Arbestian ve ark (2001), Kuzey-Batı İspanya’nın andik toprak özelliklerine sahip topraklarında sülfat tutulmasını ve Al içeriği ile ilişkisini araştırmışlardır. Çeşitli volkanik ana materyaller üzerinde oluşmuş 19 toprak profilinin örneklendiği çalışmada toprağa 0,4 M sülfat çözeltisi ilave edilmiştir. Yüzey horizonlarında sülfat tutulması NaOH’da, oksalatta ve phyrofosfatta ekstrakte edilebilir Al ile pozitif (P< 0,01) ilişkili bulunmuştur. Bütün horizonlardan alınan veriler dikkate alındığında, sülfat tutulmasıyla oksalatta ekstrakte edilebilir Al arasındaki ilişki belirgin şekilde azalmıştır.

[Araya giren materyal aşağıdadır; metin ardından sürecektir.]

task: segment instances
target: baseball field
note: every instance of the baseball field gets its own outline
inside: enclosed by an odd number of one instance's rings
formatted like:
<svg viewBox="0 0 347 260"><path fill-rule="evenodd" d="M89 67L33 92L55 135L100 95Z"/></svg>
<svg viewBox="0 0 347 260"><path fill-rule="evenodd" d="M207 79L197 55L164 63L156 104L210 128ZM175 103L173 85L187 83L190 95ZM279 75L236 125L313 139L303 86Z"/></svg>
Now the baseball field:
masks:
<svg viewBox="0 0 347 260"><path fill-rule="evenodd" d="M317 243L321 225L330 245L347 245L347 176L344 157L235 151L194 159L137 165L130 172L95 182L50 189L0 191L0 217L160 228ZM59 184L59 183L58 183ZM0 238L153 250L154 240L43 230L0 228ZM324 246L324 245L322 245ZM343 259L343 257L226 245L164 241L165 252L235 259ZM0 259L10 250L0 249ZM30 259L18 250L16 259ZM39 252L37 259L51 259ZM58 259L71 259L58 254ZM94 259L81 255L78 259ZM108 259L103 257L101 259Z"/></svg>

Poulenard ve ark (2001), Ekvator bölgesinden Paromo Andisollerinde iki farklı alanda uygulanan toprakların hidrodinamik özellikleri üzerine arazi kullanımının etkisini araştırmışlardır. Doğal hali bozulmamış topraklarda infiltrasyon oranı yüksek ve toprak kaybının az olduğu bulunmuştur. Sonuç olarak arazi kullanımlarının değişmesi doymuş hidrolik iletkenliği azaltmış, yüzey akışını önemli ölçüde arttırmıştır. Yeni işlenmiş topraklarda yağmur damlasının kabuk oluşumuna neden olduğu belirlenmiştir.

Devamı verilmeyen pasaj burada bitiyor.